Na verdade, nunca se conhecerá o valor exato, dado que clientes costumam armazenar valores cuja existência preferem dissimular do fisco. Estava consumado «le casse du siècle» ‒ o assalto do século. Nem um centavo dos valores roubados foi recuperado até hoje. Ficou famosa a frase que os malfeitores deixaram escrita a giz na parede: «Ni coup de feu, ni violence, ni haine» ‒ nem tiro, nem violência, nem ódio.

Toda a força policial da França arregaçou as mangas pra descobrir os autores. Um assalto daquela envergadura não era obra de uma pessoa só. Uma equipe robusta e aguerrida tinha de estar por detrás. As investigações revelaram que os malfeitores, depois de descer pelas bocas de esgoto a uns 100m de distância, tinham levado três meses escavando um túnel. Tinham feito uso de material sofisticado levado ao local peça por peça pra não despertar suspeita.

Foram logo apanhados três ou quatro indivíduos, velhos conhecidos da polícia. Confessaram ter feito parte da turma dos tatus, mas eram arraia miúda. O que se procurava mesmo era o cérebro do bando. Descobriram que seria um tal de Monsieur Spaggiari, notório integrante da bandidagem. Encontrado, foi preso e acusado. Seis meses mais tarde, durante um interrogatório, o homem conseguiu escapulir. Peregrinou durante anos por França, Oropa e Bahia. Até pelo Brasil, o homem passou. Jamais recapturado, faleceu em 1989.

A façanha rendeu três filmes, mas a busca pelos malfeitores, passados tantos anos, foi aos poucos abandonada. Quase quarenta anos mais tarde, é lançado um livro em que o escritor se denuncia e confessa ser o verdadeiro chefe do bando, o autor intelectual. A obra foi escrita sob pseudônimo mas, em casos assim, a justiça tem direito a conhecer quem se esconde por detrás. Não tardou a baterem à porta de um certo Monsieur Cassandri, que acabou detido e interrogado.

Seu advogado argumentou que o crime estava prescrito, razão pela qual o assaltante se tinha sentido livre pra confessar a façanha ao distinto público. De fato, pela lei francesa, o falastrão não pode mais ser processado pelo roubo. Só que não previram um detalhe: a lei não prevê prescrição para o crime de lavagem de dinheiro.

Trajeto da boca de esgoto até o banco

Monsieur Cassandri ‒ que não consta tenha jamais trabalhado na vida ‒ é homem rico. Nestes quarenta anos, saindo do nada, comprou, entre outras coisas, uma casa nos Alpes, um night-club em Marselha, numerosos terrenos na Córsega. Investiu ainda dezenas de milhares de euros em casacos de pele. Dado que os originais do livro foram encontrados em seu computador, o assaltante não teve como negar a autoria.

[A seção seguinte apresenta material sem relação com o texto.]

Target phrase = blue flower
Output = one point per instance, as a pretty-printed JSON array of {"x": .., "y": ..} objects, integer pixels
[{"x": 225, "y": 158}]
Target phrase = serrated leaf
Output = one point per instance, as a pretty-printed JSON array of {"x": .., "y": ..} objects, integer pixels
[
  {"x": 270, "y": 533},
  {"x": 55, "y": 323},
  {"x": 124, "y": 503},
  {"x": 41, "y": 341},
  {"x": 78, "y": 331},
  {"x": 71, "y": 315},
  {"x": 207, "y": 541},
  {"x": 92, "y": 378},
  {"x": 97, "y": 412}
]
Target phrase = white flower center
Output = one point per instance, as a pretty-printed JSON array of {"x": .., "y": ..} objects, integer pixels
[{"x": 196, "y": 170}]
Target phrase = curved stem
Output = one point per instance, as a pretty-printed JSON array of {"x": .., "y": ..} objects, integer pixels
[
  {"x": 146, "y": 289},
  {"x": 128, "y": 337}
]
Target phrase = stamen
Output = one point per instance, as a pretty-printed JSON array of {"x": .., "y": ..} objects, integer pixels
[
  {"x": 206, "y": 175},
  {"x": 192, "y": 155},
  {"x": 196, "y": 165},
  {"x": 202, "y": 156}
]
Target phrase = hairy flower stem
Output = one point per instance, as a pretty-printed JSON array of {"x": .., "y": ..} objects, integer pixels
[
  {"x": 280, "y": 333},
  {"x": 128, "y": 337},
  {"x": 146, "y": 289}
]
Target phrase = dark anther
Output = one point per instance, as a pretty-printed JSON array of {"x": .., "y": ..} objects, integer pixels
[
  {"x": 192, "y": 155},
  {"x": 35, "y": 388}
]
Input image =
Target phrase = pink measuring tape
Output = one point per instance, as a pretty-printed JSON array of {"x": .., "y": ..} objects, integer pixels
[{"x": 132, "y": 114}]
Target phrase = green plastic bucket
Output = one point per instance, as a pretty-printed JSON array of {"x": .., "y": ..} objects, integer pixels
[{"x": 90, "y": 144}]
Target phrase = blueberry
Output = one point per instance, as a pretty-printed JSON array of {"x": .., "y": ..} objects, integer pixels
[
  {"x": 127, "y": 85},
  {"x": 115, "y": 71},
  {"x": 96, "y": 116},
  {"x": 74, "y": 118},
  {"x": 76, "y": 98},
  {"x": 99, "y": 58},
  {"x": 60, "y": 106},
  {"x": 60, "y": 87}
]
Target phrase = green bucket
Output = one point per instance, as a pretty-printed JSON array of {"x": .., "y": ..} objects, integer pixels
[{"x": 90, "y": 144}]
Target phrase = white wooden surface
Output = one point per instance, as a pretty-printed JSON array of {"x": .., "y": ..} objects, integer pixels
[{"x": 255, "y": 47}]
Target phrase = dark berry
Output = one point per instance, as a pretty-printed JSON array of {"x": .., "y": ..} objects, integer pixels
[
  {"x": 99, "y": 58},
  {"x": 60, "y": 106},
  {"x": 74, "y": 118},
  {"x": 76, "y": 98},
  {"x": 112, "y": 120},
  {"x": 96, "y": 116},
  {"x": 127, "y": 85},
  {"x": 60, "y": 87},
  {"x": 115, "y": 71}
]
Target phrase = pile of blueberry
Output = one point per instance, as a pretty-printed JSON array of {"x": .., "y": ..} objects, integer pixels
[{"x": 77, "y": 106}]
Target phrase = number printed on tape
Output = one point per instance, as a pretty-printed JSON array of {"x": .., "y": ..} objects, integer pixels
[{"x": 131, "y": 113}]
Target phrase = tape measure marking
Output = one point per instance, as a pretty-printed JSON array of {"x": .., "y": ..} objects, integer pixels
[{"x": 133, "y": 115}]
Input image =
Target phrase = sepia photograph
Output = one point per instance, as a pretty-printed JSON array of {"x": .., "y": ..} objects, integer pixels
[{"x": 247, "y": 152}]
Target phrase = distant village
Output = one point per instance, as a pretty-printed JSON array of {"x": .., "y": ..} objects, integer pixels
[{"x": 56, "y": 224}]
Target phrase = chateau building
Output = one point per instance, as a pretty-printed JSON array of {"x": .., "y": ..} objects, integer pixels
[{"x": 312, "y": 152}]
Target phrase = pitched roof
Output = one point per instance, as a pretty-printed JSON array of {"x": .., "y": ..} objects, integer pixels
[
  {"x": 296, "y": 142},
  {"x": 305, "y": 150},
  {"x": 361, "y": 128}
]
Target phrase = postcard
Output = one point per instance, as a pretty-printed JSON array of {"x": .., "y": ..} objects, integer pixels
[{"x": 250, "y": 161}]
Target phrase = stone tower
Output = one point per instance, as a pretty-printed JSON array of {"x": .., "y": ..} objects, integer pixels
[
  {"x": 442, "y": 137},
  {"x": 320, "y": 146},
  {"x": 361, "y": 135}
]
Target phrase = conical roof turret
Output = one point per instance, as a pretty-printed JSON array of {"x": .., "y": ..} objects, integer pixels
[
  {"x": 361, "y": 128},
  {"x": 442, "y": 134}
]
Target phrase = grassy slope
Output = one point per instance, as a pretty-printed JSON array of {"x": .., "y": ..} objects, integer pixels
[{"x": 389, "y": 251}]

O resultado da vaidade foi pesado. Não só o autor do assalto como esposa, filhos e outros chegados estão sendo processados por lavagem de dinheiro. De fato, toda a família participou da festança. Atualmente, estão todos prestando contas à Justiça de Marselha. Vai ser difícil escaparem à mão pesada de desabusados juízes.

Moral da história:
Segredo é pra quatro paredes. Quem cometeu ‘malfeito’, o melhor é calar, que nunca se sabe. (Com perdão do anacoluto).

Texto publicado originalmente em 14 fev° 2018.

Le casse du siècle

José Horta Manzano

Na manhã da segunda-feira 19 de julho de 1976, os funcionários da agência de Nice (França) do Banco Société Générale ficaram intrigados. Quando o encarregado foi ao subterrâneo buscar dinheiro para distribuir aos caixas antes da abertura ao público, constatou que a pesada porta de aço blindado da sala dos cofres não se abria. Tenta daqui, tenta dali, e nada. Chamaram ajuda externa.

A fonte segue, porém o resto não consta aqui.